BAGHDAD (AFP) – Badai pasir lain turun pada Senin (16 Mei) di Irak, memaksa penutupan bandara, sekolah, universitas dan administrasi publik di seluruh negeri, kata para pejabat.
Ini adalah badai debu kedelapan sejak pertengahan April yang melanda Irak, yang telah dilanda degradasi tanah, kekeringan hebat dan curah hujan rendah terkait dengan perubahan iklim.
Yang terakhir awal bulan ini menyebabkan kematian satu orang sementara 5.000 lainnya harus dirawat di rumah sakit karena masalah pernapasan.
Pada hari Senin, awan debu tebal menyelimuti ibukota Baghdad dalam cahaya oranye dan menyelimuti banyak kota lain termasuk kota suci Syiah Najaf di selatan, dan Sulaimaniyah, di wilayah otonomi Kurdi utara, kata koresponden AFP.
Pasir kuning dan oranye menutupi atap bangunan, mobil dan bahkan merayap ke dalam rumah.
Ini secara drastis mengurangi jarak pandang menjadi hanya 300 meter di bandara Baghdad, mendorong pihak berwenang untuk menutup wilayah udara dan menghentikan penerbangan, kantor berita INA yang dikelola negara melaporkan.
Bandara di Najaf dan Sulaimaniyah juga ditutup untuk hari itu, kata badan itu.
Pihak berwenang di tujuh dari 18 provinsi Irak, termasuk Baghdad, memerintahkan kantor-kantor pemerintah untuk ditutup.
Namun, unit kesehatan di seluruh negeri tetap buka, karena pihak berwenang memperingatkan bahwa mereka yang paling berisiko adalah orang tua dan orang yang menderita penyakit pernapasan kronis dan penyakit jantung.
Sekolah-sekolah di seluruh negeri juga ditutup dan ujian akhir tahun ditunda hingga Selasa. Universitas juga menunda ujian.
Badai pasir terbaru diperkirakan akan berangsur-angsur menghilang pada Senin malam, kata layanan cuaca.
Timur Tengah selalu dilanda debu dan badai pasir, tetapi mereka menjadi lebih sering dan intens dalam beberapa tahun terakhir.
Tren ini telah dikaitkan dengan penggunaan air sungai yang berlebihan, lebih banyak bendungan, penggembalaan berlebihan dan penggundulan hutan.
Irak kaya akan minyak dan dikenal dalam bahasa Arab sebagai tanah dua sungai – mengacu pada sungai Tigris dan Efrat yang legendaris.

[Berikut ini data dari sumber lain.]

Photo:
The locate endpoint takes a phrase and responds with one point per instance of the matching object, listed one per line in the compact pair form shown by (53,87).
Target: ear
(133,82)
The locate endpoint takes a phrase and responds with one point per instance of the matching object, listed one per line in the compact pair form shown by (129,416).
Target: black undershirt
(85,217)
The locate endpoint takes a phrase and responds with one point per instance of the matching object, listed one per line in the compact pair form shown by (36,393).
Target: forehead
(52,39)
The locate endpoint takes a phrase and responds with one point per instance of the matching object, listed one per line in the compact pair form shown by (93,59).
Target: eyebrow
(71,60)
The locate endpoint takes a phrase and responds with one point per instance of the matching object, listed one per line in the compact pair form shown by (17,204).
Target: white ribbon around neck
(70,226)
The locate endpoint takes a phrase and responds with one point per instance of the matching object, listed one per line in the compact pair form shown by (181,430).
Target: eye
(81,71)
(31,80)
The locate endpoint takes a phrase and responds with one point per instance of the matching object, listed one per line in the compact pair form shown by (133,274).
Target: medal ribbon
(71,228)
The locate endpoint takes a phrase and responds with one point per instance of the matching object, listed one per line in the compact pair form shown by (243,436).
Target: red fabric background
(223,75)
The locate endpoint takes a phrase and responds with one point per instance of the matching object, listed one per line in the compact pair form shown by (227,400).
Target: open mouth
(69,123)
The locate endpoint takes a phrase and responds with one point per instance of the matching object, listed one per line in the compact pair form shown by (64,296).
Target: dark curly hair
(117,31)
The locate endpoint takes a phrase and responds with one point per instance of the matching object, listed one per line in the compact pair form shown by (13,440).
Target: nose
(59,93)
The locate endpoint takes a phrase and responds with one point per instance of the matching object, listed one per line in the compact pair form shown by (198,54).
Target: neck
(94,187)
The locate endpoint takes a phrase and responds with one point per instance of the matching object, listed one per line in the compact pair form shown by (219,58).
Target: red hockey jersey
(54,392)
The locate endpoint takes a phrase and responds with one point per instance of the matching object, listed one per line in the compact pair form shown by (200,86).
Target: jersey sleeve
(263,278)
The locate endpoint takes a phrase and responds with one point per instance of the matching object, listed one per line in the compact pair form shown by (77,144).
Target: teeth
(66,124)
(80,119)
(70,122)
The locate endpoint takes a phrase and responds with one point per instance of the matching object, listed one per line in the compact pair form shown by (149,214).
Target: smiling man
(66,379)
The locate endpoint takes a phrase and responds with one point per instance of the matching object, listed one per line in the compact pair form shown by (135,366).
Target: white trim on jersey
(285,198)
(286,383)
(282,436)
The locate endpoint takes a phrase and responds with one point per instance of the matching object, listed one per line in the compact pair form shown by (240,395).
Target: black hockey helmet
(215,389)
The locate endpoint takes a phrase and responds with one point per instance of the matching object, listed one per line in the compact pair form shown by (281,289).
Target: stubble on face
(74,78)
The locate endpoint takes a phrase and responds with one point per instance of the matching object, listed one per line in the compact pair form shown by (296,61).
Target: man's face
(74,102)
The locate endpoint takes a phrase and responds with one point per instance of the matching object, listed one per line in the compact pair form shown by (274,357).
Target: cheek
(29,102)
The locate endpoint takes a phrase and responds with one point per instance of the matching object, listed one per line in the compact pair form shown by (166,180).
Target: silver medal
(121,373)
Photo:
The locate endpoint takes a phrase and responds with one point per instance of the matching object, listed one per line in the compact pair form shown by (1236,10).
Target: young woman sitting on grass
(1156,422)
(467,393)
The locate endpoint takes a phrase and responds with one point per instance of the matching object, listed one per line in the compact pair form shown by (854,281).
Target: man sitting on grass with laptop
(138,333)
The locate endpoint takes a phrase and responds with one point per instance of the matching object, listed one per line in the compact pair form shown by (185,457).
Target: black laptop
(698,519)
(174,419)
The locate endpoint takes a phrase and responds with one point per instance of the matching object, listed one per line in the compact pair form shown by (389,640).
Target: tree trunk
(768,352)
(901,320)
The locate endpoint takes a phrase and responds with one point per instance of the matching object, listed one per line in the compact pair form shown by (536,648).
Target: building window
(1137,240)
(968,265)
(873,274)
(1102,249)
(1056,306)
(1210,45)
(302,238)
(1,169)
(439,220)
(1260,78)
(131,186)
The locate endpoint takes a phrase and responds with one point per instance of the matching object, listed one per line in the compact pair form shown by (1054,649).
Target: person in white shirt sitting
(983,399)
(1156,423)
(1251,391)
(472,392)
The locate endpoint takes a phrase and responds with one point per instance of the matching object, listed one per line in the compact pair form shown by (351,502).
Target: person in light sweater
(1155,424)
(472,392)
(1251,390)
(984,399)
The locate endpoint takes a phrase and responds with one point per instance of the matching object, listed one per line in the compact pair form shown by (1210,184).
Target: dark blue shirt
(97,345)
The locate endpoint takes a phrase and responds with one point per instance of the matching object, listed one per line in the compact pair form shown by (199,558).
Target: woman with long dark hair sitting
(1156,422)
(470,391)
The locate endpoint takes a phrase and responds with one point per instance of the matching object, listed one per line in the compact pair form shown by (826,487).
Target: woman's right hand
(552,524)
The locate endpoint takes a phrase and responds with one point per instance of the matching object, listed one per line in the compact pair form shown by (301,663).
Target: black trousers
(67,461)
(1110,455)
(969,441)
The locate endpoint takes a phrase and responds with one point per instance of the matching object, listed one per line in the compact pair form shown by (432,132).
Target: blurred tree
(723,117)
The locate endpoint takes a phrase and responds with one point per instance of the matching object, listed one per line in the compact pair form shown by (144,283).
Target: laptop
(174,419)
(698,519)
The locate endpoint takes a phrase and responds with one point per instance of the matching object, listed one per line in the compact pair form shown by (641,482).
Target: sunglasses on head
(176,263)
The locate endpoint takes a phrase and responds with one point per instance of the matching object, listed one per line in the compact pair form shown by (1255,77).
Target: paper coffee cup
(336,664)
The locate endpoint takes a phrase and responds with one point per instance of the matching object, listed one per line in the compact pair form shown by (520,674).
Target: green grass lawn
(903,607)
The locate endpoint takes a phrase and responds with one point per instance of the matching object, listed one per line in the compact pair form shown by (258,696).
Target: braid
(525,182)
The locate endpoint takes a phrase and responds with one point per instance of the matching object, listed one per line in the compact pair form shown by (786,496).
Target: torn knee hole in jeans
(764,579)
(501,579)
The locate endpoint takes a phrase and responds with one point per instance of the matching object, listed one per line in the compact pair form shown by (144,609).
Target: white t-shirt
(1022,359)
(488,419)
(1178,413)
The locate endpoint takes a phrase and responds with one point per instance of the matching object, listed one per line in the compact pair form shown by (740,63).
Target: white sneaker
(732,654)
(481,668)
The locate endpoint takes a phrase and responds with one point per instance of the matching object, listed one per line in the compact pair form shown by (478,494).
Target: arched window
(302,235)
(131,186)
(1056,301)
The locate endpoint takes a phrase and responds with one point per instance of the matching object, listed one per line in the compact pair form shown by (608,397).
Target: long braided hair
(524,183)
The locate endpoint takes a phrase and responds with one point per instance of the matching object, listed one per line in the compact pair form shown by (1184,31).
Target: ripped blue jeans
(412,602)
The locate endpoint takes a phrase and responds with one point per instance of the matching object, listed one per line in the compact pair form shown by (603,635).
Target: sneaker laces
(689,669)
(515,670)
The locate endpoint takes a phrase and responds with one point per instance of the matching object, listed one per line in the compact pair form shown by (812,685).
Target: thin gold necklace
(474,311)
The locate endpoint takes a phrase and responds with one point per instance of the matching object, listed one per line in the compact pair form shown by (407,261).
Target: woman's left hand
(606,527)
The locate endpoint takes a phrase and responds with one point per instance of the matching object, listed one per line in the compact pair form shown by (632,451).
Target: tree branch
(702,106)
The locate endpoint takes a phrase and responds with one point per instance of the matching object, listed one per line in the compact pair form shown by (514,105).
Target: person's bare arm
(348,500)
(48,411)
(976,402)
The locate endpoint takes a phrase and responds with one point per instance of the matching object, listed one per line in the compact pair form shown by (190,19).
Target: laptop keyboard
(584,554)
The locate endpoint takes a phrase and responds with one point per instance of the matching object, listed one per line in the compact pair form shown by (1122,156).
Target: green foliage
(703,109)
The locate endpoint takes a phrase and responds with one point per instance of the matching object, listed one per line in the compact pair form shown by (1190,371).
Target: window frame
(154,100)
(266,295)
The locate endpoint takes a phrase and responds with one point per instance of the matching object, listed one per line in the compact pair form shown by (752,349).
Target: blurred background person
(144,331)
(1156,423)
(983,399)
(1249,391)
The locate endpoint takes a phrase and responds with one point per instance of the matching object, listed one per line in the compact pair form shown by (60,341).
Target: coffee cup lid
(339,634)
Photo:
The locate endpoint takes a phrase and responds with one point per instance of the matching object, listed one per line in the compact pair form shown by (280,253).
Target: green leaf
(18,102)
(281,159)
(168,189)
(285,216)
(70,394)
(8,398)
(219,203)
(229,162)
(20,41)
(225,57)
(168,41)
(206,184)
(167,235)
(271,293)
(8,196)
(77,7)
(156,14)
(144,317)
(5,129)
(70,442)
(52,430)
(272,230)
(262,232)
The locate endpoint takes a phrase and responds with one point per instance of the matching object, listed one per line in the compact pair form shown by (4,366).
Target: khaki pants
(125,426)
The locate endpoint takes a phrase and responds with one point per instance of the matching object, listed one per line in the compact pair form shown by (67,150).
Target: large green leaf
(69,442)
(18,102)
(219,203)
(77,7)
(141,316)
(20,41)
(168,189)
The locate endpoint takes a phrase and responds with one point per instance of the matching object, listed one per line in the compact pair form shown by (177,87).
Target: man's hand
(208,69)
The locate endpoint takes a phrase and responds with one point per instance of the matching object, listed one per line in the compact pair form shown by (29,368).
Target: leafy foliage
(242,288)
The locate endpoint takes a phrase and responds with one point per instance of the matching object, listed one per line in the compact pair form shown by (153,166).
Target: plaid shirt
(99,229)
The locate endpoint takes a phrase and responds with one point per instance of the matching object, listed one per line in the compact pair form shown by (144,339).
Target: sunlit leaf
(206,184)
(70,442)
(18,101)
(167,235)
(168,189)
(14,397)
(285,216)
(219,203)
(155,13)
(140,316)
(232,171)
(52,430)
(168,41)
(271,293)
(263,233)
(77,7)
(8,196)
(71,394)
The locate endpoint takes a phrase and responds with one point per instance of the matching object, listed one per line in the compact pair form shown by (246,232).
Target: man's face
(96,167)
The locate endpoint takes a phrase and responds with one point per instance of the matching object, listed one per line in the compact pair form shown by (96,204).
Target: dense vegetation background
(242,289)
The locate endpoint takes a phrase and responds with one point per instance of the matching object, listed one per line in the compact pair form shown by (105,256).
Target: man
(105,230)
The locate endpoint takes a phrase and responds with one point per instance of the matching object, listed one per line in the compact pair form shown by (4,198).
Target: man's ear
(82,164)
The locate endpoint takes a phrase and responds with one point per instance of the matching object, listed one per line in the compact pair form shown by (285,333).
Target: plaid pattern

Tetapi pasokan air telah menurun selama bertahun-tahun dan Irak diklasifikasikan sebagai salah satu dari lima negara di dunia yang paling rentan terhadap perubahan iklim dan penggurunan.
Pada bulan April, seorang pejabat kementerian lingkungan memperingatkan bahwa Irak bisa menghadapi “272 hari debu” setahun selama dua dekade ke depan.